Sunday, October 12, 2003

Furniture Company Culture

I still treasure my visit to Herman Miller. I have vivid memories of the guest house, a converted lake-side mansion, which manages to be luxurious without being opulent. The people were friendly and energetic, yet reserved. I was reminded of them when I attended a course on organizational culture based on Bill Schneider's research, Herman Miller is a cultivation culture company par excellence.

I'm greatly taken with Schneider's work, and I'm trying to figure out how to recognize a company's culture. I decided to compare the web sites of Herman Miller and their arch-competitor (and nearby Michigan neighbor) Steelcase.

These are evidently very different companies. Even though the content of the sites is very similar, the presentation is starkly different. Herman Miller's home page - and, indeed, the whole site - is a study in understatement. Text is sparingly used against a white background; the only colour is hints of blue in highlights and navigational elements. Steelcase's page and site is elegant, too - come on, both companies are selling design - but it is more animated and colorful. Pictures of people (all of them evidently "talent") and saturated colors are used throughout.

While Steelcase shows many people, it doesn't talk about individuals. It prefers objective statements about excellence, while Herman Miller gets its points across with anecdotes. Take how they talk about their values:

Steelcase: "Steelcase was founded in 1912 by a few people with a strong commitment to integrity and doing the right thing for their customers, employees, business partners, associates and neighbors. Their principles became the foundation of our company, passed on from decade to decade. Living our core values is essential to our identity, reputation and success today, just as it was in the past. "

Herman Miller: "Our founder, D.J. De Pree, committed Herman Miller to "modern" furniture in 1936 partly because he saw a moral dimension to Gilbert Rohde's clean designs, honest materials, and lack of ornamentation. In 1984, a major impetus behind Bill Stumpf and Don Chadwick's Equa chair was a desire to give a reasonably priced, comfortable, good-looking chair to everybody in offices--not just the higher-ups. "

Herman Miller comes across as serious and a little rueful. Here's what the site has to say about taking risk: "Another aspect of innovation - risk-taking - is just as important. Herman Miller tries to maintain its appetite for risk. As we have grown larger and become responsible for more equity, the pressure to minimize risk has mounted. Nevertheless, getting behind promising new products - that sometimes become innovations - remains a risk we are happy to embrace. " It's clear that they regret that they can't take as much risk as they used to, but they forge ahead with a determined expression.

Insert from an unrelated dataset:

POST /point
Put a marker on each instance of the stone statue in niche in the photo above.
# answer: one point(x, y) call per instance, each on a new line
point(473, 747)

Steelcase is serious, too, but they won't admit weakness. Here's how they answer the question, Who Is Steelcase? "Whatever you need to accomplish, Steelcase can provide you with the environment and the tools to do it better, faster and more effectively. That's because we're passionate about unlocking the potential of people at work. It's the fundamental principle on which our company was founded in 1912 and it remains our single-minded focus in the 21st century. We make it our business to study how people work, to fully understand the ever-changing needs of individuals, teams and organizations all around the world. Then we take our knowledge, couple it with products and services inspired by what we've learned about the workplace, and create solutions that help people have a better day at work. " It makes me cringe that they can unburden themselves of such drivel with a completely straight face. The Copy Droids have taken over.

Steelcase shows many signs of being a "competency culture" company. According to Schneider: "This culture is all about distinction. It fundamentally exists to ensure the accomplishment of unparalleled, unmatched products or services. Conceptual systematism means that the fundamental issue in a competence culture is the realization of conceptual goals, particularly superior, distinctive conceptual goals." Competency culture is about excellence, continuous improvement, and competitions for its own sake.

On the other hand, a cultivation culture company like Herman Miller is about enrichment. "It fundamentally exists to ensure the fullest growth of the customer, fulfillment of the customer’s potential, the raising up of the customer. This culture is all about the further realization of ideals, values, and higher order purposes." Cultivation culture emphasizes creativity, dedication, and values.

So, which is better? What a competency culture question! I'd rather work at Herman Miller than Steelcase, if the web site is any guide. By the numbers, though, there's nothing in it. Evidence, if it were needed, that a company's culture alone doesn't determine its success.

Herman Miller has a P/E ratio of 88; Steelcase has been losing money, so the PE is undefined. S&P is "bullish" on Herman Miller while it's "neutral" on Steelcase. Steelcase employee base shrank by 17% over the last year, and Herman Miller by 13%. Furniture's a lousy business right now...

It's hard for a lay person to decide between them in terms of design; both cite reams of design awards. Both companies show up on Fortune's Most Admired Companies list, and CareerGraph's equivalent. On the other hand, Herman Miller was selected as one of the companies on SustainableBusiness.com's list of the world's top 20 sustainable stock picks. Herman Miller ranked 49th in the 2003 Information Week 500, a ranking of the country's most technologically progressive companies.